A simple scheme for descriptor analysis proposed earlier [28] is based on the study of pairwise correlation coefficients [29]. According to this scheme, descriptors with r ≥ 0.99; 0.99 > r ≥ 0.80; 0.80 > r ≥ 0.50 and 0.50 > r are fundamental, important, probable, and specific, respectively. Application of these criteria to the data in Fig. 5 showed that 976 of 1307 descriptors had r < 0.5, and the r value for descriptor 331 was in the range of 0.80 > r ≥ 0.50. Thus, the share of specificity in the H values is 100 × 976/1307 = 74.7%, and the remaining share of the probability is 100 – 74.7 = 25.3%; in other words, the Hurst coefficient can be considered a very specific descriptor. It should be noted that the highest correlation coefficients (r = 0.785–0.757) correspond to the topological indices of the full information content of the 5th, 3rd, and 4th orders (TIC5, TIC3, and TIC4). The computation of these (and similar) content indices is based on the well-known Shannon formula [30]:

$$I = - \Sigma ({{p}_{i}}{{\log }_{2}}{{p}_{i}}),\,\,\,\,{{p}_{i}} = {{{{n}_{i}}} \mathord{\left/ {\vphantom {{{{n}_{i}}} n}} \right. \kern-0em} n},$$

where I is information, ni is the number of elements in subset i, and n is the total number of all elements of the system equal to n = Σni, where pi is the probability of event i. This formula can be used to assess the heterogeneity of any system, including molecular systems. Let us use it for the analysis of two types of polymers (peptides). To be specific, let us fix the total number of monomers (n) at 50. Let one of the polymers consist of monomers of one type (i = 1, n1 = 50) and let the other be an equal mixture of monomers of two types (i = 2, n1 = 25, n2 = 25).

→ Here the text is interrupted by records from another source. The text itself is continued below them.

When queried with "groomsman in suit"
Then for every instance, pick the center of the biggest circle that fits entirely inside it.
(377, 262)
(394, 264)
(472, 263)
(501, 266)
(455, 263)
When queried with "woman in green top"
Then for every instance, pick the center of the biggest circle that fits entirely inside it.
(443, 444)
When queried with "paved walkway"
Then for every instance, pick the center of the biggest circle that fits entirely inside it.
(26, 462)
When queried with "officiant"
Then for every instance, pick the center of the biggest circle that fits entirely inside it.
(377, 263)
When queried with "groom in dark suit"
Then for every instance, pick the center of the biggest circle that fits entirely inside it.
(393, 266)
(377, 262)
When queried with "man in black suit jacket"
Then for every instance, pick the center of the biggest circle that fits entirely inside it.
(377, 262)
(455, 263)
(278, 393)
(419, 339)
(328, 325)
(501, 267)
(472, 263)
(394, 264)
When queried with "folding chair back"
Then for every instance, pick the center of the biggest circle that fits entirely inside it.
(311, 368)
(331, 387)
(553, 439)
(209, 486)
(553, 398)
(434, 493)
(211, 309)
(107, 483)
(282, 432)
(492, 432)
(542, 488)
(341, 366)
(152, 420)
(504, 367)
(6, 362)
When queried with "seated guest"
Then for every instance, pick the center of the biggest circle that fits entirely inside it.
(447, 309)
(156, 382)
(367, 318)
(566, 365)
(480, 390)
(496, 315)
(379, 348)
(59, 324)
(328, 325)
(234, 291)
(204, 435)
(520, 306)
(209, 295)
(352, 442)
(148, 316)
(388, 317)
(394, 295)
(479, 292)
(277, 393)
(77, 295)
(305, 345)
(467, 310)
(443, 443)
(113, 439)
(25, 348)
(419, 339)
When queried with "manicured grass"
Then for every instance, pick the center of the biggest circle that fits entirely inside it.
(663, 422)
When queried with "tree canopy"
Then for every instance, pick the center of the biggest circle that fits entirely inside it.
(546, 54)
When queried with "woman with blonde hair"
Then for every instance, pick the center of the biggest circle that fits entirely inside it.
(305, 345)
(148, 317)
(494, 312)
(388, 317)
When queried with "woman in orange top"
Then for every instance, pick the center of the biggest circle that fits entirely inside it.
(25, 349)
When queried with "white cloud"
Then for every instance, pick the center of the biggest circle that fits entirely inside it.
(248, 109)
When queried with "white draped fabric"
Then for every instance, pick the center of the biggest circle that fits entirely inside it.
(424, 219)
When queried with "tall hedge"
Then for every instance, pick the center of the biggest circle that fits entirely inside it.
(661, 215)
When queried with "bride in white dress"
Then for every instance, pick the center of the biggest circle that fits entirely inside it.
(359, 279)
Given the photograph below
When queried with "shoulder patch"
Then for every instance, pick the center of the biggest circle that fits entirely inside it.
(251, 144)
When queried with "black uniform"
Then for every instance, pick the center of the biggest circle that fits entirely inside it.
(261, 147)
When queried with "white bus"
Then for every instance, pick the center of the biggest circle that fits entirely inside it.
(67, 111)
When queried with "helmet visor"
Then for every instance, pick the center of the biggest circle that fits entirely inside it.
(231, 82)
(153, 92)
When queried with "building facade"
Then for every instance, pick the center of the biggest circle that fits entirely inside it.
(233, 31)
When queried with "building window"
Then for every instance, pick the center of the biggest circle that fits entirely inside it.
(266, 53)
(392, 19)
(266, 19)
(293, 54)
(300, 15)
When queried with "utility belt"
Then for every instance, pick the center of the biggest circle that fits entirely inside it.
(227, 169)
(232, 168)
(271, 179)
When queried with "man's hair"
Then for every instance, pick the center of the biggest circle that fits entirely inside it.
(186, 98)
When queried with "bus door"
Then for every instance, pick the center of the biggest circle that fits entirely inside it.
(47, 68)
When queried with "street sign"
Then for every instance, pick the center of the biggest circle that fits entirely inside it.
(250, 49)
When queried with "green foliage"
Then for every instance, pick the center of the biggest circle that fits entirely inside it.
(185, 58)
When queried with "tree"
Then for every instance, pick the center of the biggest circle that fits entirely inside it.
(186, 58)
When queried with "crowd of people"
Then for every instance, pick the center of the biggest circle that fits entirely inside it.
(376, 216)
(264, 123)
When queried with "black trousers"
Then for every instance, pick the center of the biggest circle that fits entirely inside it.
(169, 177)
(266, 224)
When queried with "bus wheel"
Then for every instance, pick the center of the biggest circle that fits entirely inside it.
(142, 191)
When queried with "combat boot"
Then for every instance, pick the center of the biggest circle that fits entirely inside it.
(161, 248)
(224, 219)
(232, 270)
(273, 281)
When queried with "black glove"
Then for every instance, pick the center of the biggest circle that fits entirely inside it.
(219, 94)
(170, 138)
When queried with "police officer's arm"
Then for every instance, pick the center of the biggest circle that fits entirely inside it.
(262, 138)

A simple calculation shows that I = 0 in the first case and I = 1 in the second case; i.e., the amount of information is changing (increasing). This result can explain, to some extent, why peptides composed of random combinations of glycine and alanine residues have higher H values than the peptides composed of glycine or alanine only.

CONCLUSIONS

The study demonstrated the similar behavior of spatial series based on interatomic distance histograms of glycine or alanine. The Hurst coefficient changed only slightly when the number of monomers in the model (Gly)m and (Ala)m peptides varied from 5 to 50. The coefficient values (H > 0.5) point to the existence of a positive correlation between the members of the series. The transition from the α-helical conformation to the β-structure leads to an increase in H. An increase in the number of monomers in peptides produced by a random combination of Gly and Ala residues is generally accompanied by an increase in the Hurst coefficient. The H values for the β-structure are higher than those for the α-helix. Persistent behavior, that is, the presence of long-term memory, can be postulated for the majority of spatial series studied.